Klippert Sentence Sparks Change

Bud Orange, then Klippert’s member of Parliament, objected in the House of Commons to Klippert’s treatment under the law. As he also told the CBC, “It’s ridiculous that any man... would be put into jail because they are affected by [a] social disease.” Enlightened thinking at the time looked upon LGBTQ2S people as having a mental illness that could be cured by treatment.

Partly in response to the Supreme Court ruling over Klippert, federal justice minister Pierre Trudeau introduced an omnibus bill that, among other measures, would legalize consensual sex in private between two males who were at least 21 years of age. A different version of the bill became law in 1969, by which time Trudeau was prime minister. Klippert, however, was not released from prison until 1971.


Supreme Court and Parliament
The statue Justicia in front of the Supreme Court of Canada building, overlooking the Peace Tower of Parliament in Ottawa.

After his release, Klippert moved to ​Edmonton​ and worked as a truck driver. In the mid-1980s, as he reached retirement, he married. He refused any requests from activists in the growing gay-rights movement to march in Pride parades or otherwise to become a public figure representing ​discrimination against LGBTQ2S persons. He died of kidney disease, age 69, and was mostly lost to memory.

Pardon

In February 2016, the Globe and Mail newspaper told Everett Klippert’s story.
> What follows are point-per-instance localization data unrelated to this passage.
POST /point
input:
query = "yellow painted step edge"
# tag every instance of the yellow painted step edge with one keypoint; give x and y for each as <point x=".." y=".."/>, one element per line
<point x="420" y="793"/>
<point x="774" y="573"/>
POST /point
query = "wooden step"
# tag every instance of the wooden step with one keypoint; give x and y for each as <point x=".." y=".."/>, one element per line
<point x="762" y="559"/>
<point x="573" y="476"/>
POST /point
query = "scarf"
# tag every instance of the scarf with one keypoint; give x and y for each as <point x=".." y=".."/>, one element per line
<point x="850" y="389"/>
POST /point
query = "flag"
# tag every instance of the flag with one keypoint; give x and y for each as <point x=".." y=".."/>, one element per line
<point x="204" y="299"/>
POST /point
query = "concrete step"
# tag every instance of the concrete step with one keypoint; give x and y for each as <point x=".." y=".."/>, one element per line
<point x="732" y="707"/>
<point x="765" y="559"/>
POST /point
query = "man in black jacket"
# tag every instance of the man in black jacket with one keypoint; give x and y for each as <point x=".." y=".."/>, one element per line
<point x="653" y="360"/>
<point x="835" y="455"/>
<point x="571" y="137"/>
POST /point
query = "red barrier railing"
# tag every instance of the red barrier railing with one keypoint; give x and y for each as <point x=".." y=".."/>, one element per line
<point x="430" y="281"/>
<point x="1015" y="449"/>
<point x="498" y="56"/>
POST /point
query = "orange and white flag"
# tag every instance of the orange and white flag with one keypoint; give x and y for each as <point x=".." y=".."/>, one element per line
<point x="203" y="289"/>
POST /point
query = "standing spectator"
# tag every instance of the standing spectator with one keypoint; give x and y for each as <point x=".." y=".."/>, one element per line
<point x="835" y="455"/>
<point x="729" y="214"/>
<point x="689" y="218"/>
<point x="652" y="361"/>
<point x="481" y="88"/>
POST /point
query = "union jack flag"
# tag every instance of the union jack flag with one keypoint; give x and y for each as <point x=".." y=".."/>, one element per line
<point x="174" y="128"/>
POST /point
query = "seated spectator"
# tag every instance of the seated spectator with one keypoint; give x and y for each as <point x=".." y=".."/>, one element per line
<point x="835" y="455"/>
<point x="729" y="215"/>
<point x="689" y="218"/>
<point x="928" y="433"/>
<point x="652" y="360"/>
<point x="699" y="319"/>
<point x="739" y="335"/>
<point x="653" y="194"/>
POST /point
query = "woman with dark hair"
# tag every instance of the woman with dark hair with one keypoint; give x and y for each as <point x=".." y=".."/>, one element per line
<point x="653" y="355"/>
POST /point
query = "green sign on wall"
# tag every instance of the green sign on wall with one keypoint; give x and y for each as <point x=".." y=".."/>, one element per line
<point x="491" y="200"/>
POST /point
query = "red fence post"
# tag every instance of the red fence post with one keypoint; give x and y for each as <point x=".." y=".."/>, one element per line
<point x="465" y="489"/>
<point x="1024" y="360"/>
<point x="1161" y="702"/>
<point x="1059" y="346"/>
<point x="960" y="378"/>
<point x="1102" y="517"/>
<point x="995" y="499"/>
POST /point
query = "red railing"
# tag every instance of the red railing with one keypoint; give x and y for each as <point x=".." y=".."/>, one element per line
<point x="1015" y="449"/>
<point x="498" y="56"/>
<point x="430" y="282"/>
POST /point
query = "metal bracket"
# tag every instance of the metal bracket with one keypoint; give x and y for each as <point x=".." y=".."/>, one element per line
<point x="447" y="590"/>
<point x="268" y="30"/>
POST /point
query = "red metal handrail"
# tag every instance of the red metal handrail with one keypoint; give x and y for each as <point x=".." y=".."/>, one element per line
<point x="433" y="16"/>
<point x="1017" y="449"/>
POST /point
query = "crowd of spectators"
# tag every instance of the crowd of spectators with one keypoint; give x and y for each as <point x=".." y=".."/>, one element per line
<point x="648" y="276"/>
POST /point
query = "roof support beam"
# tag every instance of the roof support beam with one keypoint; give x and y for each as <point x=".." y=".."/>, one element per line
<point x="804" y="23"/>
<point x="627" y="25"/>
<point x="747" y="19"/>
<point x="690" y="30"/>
In response, ​Prime Minister Justin Trudeau said he was prepared, in principle, to recommend that the government grant a pardon to Klippert, and to consider pardoning all men who were convicted under the gross indecency laws.

However, two June 2016 reports — one from Egale, an organization that advocates for LGBTQ2S persons, the other from a group known as the We Demand an Apology Network — said that the government owed not only a pardon, but also financial restitution and an apology to everyone who was persecuted and prosecuted because of their sexuality, including those in the military and public service.

On 28 November 2017, Trudeau apologized in the House of Commons for discrimination done or condoned by the federal government and its agencies against LGBTQ2S Canadians. The apology came with a $145 million compensation package that included $110 million for civil servants whose careers suffered because of discriminatory actions against them.